# Final Project

Data Science pipeline:

Data Collection -> Data Processing -> Exploratory analysis + data visualization -> Analysis, hypothesis testing, & ML -> Insight & Policy Decision

## Part 1: Data Collection

First we gather our Steam Web API key a locally stored text document. A key can be requested from https://steamcommunity.com/dev/apikey.

In [1]:
key = open('key.txt').read()

Next we'll import a few key libraries that we will make use of during data collection.

In [2]:
import requests
import pandas as pd
import numpy as np

Now we can begin collecting data by first obtaining a list of every app on Steam.

In [3]:
URL = "http://api.steampowered.com/ISteamApps/GetAppList/v2"
PARAMS = {'key': key}
re = requests.get(url = URL, params = PARAMS)
apps = re.json()['applist']['apps']

-------- Eventually remove this next part --------

In [4]:
apps = apps[0:100]

Now that we have a list of all the apps, we can gather further information on them.

First, we define a list of all the categories of information that we want to know about each app.

In [5]:
categories = [
    ['name'],
    ['type'],
    ['steam_appid'],
    ['developers'],
    ['publishers'],
    ['is_free'],
    ['price_overview', 'initial'],
    ['achievements', 'total'],
    ['release_date', 'date'],
    ['metacritic', 'score']
]

We also need to create a filter parameter for our API requests so that we only retrieve the categories we defined above.

In [6]:
filters = ''
for cat in categories:
    filters += cat[0] + ','
filters += 'basic,genres'

Next, we create a function that will extract the desired information from each response we get from the requests.

In [7]:
def fetch(game_info, categories):
    info = {}
    for category in categories:
        cur_info = game_info
        failed = False
        
        for subpart in category:
            if not failed and subpart in cur_info.keys():
                cur_info = cur_info[subpart]
            else:
                failed = True
        
        if not failed:
            info[' '.join(category)] = cur_info
        else:
            info[' '.join(category)] = np.NaN
    
    # Genre is handled differently from the rest because a game can have multiple genres.
    # They can also have multiple publishers/developers but I don't think that we should
    # treat that the same way, because the numbers of genres should be much less than the
    # numbers of developers.
    # Not sure how the "dummy variable trap" works here either. I think each row should
    # have a column for each genre, but it doesn't make sense for the 0 vector to default
    # to some genre when games can have more than one. For example, if the 0 vector defaulted
    # to FPS, then for a game that is an FPS and RPG, what columns should be marked 1? If
    # it is just the RPG column, then how would you tell which games are just RPGs and which
    # ones are FPS RPG hybrids.
    # Also could use 'categories' instead of 'genres', but 'categories' has a bunch of extra
    # stuff like if the game has steam achievements etc.
    # Could also do both, but that would be a lot of columns (probably will be a bunch with
    # just genres)
    if 'genres' in game_info.keys():
        for genre in game_info['genres']:
            info['Genre: ' + genre['description']] = True
    
    
    return info

Finally we can collect data about each game.
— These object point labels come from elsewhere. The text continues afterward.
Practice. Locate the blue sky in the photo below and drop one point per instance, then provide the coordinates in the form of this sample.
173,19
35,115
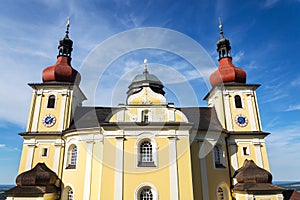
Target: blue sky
264,39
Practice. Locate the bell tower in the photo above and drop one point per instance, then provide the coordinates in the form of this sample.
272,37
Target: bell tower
53,103
234,100
54,100
236,105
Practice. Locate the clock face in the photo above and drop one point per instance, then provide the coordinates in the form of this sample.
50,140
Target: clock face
241,120
49,120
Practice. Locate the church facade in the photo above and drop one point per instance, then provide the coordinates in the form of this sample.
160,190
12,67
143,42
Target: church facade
145,149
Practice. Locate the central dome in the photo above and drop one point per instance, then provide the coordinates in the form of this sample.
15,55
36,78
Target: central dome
145,80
For the finished project we'll probably have to do this process more than once, storing the resulting dataframe for smaller subsets of the full list. Then we'll combine them and store that dataframe, and load it in here. But we still need to mention the code we used to collect the data for the sake of replicability.

In [8]:
all_info = []

for app in apps:
    app_id = app['appid']
    # make main api query
    URL = "http://store.steampowered.com/api/appdetails"
    PARAMS = {'appids': app_id, 'filters': filters}
    re = requests.get(url = URL, params = PARAMS)
    if re.json()[str(app_id)]['success']:
        game_info = re.json()[str(app_id)]['data']
        info = fetch(game_info, categories)
        # make review api query
        URL = f"http://store.steampowered.com/appreviews/{app_id}?json=1"
        PARAMS = {'num_per_page': 0, 'language': 'all', 'purchase_type': 'all'}
        re = requests.get(url = URL, params = PARAMS)
        summary = re.json()
        if 'query_summary' in summary.keys():
            q_summary = summary['query_summary']

            if 'total_positive' in q_summary:
                info['total_positive'] = q_summary['total_positive']
            else:
                info['total_positive'] = np.NaN

            if 'total_reviews' in q_summary:
                info['total_reviews'] = q_summary['total_reviews']
            else:
                info['total_reviews'] = np.NaN


        all_info.append(info)

With the data collected, we can now turn it into a pandas dataframe.

I'm slightly concerned about how long it took it to do just 100 (probably like a minute). Might have to use a library like grequests to make multiple requests at once. I think that it is also possible to request information for multiple apps at once if we modify the first main api PARAMS to have more than one app_id for appids. But I'm not sure if the review API has something similar.

In [9]:
df = pd.DataFrame.from_dict(all_info)
df.head()

Unnamed: 0,name,type,steam_appid,developers,publishers,is_free,price_overview initial,achievements total,release_date date,metacritic score,...,Genre: Adventure,Genre: Free to Play,Genre: RPG,Genre: Massively Multiplayer,Genre: Design & Illustration,Genre: Web Publishing,Genre: Racing,Genre: Audio Production,Genre: Education,Genre: Utilities
0,Trine 4: Melody of Mystery Soundtrack,music,1503550,[Frozenbyte],[],False,699.0,,"Dec 23, 2020",,...,,,,,,,,,,
1,Rift World Demo,demo,1503570,[Cerulean Interactive],[Cerulean Interactive],True,,,"Apr 13, 2021",,...,,,,,,,,,,
2,Epic City Builder 4,game,1503580,[Andrew Rowe],[Andrew Rowe],False,1999.0,19.0,"Oct 14, 2021",,...,,,,,,,,,,
3,Range is HOT!,game,1503590,[Winter Bear Studio],[Winter Bear Studio],False,2999.0,,"Mar 9, 2021",,...,,,,,,,,,,
4,Arm of Revenge Re-Edition,game,1503630,[MagicWing],[MagicWing],False,499.0,32.0,"Jan 14, 2021",,...,True,,,,,,,,,


## Part 2: Data Processing

tbh I don't remember if data tidying is data processing, but if not we just move this stuff up

The dataframe now as all the information we want, but not all of it is in the desired format. First we replace NaN values from the genre columns with false. Values in the genres column are set to NaN if the app was not tagged as part of that genre, so this is a logical replacement value.

In [10]:
for col_name in df:
    if col_name.startswith('Genre: '):
        df[col_name].fillna(False, inplace=True)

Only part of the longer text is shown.